Case 3 : (5bl,5w) --> 10c5 * 5c5 * (10*10)


Some eg's i worked out were :
WB WB W W W W B B B B is the same arrangement as BW BW W W W W B B B B

W W WB W W B B WB B B is same as W W BW W W B B BW B B

(5bl 5w) W W WB W W BW B B B B is same as W W WB W W WB B B B B (6w, 4bl)

We have to exclude arrangements of these 3 types


Summing up after excluding all the double counting i think will give the correct answer .

But how to exludce the double counting? Nothing is coming to my mind

 

[sky2rain]

@sky2rain @pka @Jomo


Case 1: (6w,4bl) -->10c6 * 4c4 * (10*10)/2
placing 6 white and 4 black, and THEN placing the other two black balls in any one urn or two diff urns .

Case 2: (6bl,4w) -->10c6 * 4c4 * (10*10)/2
placing 6 black and 4 w and THEN placing the other two black balls.

Case 3 : (5bl,5w) --> 10c5 * 5c5 * (10*10)


Some eg's i worked out were :
WB WB W W W W B B B B is the same arrangement as BW BW W W W W B B B B

W W WB W W B B WB B B is same as W W BW W W B B BW B B

(5bl 5w) W W WB W W BW B B B B is same as W W WB W W WB B B B B (6w, 4bl)
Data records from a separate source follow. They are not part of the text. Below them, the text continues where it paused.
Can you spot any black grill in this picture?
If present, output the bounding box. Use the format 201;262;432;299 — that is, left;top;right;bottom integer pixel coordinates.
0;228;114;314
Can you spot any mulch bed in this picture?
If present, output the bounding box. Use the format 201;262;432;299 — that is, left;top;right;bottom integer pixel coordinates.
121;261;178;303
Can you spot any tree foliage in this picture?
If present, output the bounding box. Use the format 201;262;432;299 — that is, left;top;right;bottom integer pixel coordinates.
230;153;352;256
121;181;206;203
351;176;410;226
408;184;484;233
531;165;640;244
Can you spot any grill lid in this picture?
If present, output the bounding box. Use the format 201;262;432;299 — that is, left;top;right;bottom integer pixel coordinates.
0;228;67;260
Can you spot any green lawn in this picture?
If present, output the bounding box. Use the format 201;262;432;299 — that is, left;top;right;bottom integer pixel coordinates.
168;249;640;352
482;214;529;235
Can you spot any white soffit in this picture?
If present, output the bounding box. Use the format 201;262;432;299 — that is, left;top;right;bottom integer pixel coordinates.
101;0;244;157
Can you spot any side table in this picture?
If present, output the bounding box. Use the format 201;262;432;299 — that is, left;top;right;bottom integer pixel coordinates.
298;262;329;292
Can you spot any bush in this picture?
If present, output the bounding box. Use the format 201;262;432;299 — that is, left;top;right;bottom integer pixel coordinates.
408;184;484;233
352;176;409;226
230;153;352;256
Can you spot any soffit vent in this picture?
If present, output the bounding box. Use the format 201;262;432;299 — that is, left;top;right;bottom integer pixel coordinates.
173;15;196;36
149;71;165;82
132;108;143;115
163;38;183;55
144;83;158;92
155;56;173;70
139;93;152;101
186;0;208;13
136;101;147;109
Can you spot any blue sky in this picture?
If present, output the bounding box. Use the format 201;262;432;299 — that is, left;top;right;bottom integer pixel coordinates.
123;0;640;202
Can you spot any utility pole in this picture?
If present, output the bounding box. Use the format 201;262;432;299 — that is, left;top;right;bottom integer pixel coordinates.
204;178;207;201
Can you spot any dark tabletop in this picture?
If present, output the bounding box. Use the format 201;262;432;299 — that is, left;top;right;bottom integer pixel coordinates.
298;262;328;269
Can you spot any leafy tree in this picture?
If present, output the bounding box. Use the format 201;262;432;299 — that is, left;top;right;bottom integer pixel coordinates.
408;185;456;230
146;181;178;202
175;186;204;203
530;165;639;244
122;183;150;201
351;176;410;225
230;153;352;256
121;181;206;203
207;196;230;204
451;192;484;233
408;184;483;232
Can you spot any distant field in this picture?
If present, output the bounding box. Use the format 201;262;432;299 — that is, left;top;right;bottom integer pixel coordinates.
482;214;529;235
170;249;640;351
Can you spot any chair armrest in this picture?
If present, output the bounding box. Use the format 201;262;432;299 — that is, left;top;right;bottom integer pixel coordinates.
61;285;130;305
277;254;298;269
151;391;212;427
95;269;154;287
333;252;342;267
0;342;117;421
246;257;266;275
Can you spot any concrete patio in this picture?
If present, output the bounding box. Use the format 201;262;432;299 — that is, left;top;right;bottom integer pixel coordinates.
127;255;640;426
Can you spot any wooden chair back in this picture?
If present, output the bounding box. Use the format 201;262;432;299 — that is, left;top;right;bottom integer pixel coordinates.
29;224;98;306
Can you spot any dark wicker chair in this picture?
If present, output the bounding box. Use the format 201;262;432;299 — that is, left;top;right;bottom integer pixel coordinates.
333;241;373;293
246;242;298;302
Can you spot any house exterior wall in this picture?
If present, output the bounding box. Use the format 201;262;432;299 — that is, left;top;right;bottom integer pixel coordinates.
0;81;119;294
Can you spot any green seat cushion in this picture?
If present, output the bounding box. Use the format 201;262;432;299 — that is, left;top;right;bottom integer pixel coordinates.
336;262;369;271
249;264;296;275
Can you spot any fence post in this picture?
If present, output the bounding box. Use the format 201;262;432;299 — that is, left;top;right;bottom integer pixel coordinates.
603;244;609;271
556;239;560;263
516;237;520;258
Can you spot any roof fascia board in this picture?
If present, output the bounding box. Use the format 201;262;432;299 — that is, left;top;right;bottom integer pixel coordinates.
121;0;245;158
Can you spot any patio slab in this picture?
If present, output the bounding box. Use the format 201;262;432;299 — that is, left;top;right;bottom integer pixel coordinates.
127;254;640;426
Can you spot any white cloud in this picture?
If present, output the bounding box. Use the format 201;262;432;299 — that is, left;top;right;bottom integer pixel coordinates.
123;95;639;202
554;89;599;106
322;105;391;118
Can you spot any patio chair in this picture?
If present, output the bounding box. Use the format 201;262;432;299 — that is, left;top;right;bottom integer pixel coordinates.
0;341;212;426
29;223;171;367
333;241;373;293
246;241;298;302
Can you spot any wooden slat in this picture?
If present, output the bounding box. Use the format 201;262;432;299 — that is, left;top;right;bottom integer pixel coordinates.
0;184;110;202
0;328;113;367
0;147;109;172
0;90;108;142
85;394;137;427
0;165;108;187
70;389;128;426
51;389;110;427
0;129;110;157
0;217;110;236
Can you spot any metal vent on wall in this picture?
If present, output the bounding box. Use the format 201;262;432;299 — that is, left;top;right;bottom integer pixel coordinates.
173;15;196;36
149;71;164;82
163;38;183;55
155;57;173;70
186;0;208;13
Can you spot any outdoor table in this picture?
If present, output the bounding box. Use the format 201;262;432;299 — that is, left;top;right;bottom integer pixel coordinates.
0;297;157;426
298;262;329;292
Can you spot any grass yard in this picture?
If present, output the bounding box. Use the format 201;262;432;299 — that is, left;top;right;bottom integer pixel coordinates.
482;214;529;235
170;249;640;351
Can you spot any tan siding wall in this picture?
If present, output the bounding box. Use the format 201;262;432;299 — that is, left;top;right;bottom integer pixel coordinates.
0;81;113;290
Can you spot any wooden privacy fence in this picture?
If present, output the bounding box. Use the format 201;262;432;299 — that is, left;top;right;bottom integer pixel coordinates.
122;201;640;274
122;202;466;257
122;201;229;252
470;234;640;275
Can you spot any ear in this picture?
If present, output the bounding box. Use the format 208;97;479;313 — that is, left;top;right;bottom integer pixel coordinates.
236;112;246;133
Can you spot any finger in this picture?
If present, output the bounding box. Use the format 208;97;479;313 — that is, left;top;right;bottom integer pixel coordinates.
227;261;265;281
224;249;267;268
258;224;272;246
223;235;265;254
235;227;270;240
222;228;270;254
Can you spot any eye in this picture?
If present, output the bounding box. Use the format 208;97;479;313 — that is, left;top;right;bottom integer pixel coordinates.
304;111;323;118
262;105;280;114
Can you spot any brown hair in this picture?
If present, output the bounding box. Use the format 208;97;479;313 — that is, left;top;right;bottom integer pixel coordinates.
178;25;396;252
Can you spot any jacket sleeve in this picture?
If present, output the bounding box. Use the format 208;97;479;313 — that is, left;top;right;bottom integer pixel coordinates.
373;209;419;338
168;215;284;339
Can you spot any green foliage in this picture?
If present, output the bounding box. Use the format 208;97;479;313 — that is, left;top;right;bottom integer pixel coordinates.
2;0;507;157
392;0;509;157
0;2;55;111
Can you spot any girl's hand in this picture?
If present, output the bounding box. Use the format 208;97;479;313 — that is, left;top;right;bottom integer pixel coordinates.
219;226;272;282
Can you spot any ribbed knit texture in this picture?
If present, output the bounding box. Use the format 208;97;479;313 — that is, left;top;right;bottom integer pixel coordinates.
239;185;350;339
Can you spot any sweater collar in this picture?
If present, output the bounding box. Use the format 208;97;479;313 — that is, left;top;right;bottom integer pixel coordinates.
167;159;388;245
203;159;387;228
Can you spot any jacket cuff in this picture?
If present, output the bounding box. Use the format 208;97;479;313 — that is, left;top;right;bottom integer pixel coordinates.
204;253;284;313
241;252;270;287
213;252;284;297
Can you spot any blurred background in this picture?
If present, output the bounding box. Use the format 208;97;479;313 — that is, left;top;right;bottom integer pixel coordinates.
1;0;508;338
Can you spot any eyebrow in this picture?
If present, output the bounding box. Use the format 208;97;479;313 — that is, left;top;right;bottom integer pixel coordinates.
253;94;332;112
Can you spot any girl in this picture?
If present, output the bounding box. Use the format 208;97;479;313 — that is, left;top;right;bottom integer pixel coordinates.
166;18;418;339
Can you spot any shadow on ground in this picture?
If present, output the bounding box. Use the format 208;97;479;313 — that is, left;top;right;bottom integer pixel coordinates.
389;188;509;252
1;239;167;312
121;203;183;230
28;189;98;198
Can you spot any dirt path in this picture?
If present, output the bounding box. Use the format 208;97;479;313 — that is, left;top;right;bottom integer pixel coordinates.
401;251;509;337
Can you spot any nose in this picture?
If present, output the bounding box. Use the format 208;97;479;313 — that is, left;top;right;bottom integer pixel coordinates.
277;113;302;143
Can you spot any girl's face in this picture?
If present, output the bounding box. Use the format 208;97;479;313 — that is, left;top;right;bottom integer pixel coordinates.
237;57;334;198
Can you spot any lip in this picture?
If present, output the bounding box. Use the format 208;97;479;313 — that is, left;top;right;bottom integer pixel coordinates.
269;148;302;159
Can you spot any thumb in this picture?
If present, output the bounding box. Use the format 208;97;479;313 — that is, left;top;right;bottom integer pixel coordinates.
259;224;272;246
We have to exclude arrangements of these 3 types


Summing up after excluding all the double counting i think will give the correct answer .

But how to exludce the double counting? Nothing is coming to my mind

I wanna point out one thing. Instead of excluding, think of the factual matter. The 10*10 after 10c6 in your formula, I would guess you are choosing any of 10 urns after 10c6? The factual matter is when you add something after you arranged 10 items in urns, it’s equivalent of emptying an urn out and refill something different. However If you’re emptying one, the 10c6 would no longer stand. It should be 9c something. So kept thinking there are always 10 urns to place items is already making the solution flawed. Does my solution make sense to you? I already have 26250 in #13.

 

[Saumyojit]

If you’re emptying one

I dont understand how am i emptying anything .

WWWWWW BBBB - > 10c6 * 4c4

W WB W WB W W B B B B -> 10 * 10

W WBB W W W W B B B B --> 10 *10


What is wrong?

 

[sky2rain]

I dont understand how am i emptying anything .

WWWWWW BBBB - > 10c6 * 4c4

W WB W WB W W B B B B -> 10 * 10

W WBB W W W W B B B B --> 10 *10


What is wrong?

I think you are well aware that in the case if you initially arranged 6 Bs out of 10 in this way:
W B W B W W B B B B, and again urn #2 and #4 are chosen to put two Ws, the double counting occurs.

Decision 1: you chose 6 urns out of 10 for W. Decision 2: you chose 2 urns out of 10 for WB. Apparently after the second decision, you need to subtract 2 from your first decision to make the 2 Ws go away. And it’s not 10*10 as well. It’s 10c2 because the newly formed WBs cannot distinguish one from another, hence choosing urn #4 for 1st WB and #2 for second is the same as #2 for the 1st and #4 for the second. Once you have 10c2, you subtract the 2ws from your first decision to make it 8c4. And Bs don’t change. It then becomes exactly the same as my formula: 10c2*8c4*4c4

 

[sky2rain]

Hence instead of thinking adding two Bs to two urns, think of it this way: you chose two urns that initially contained Ws, emptied those two urns, and refilled them with WBs.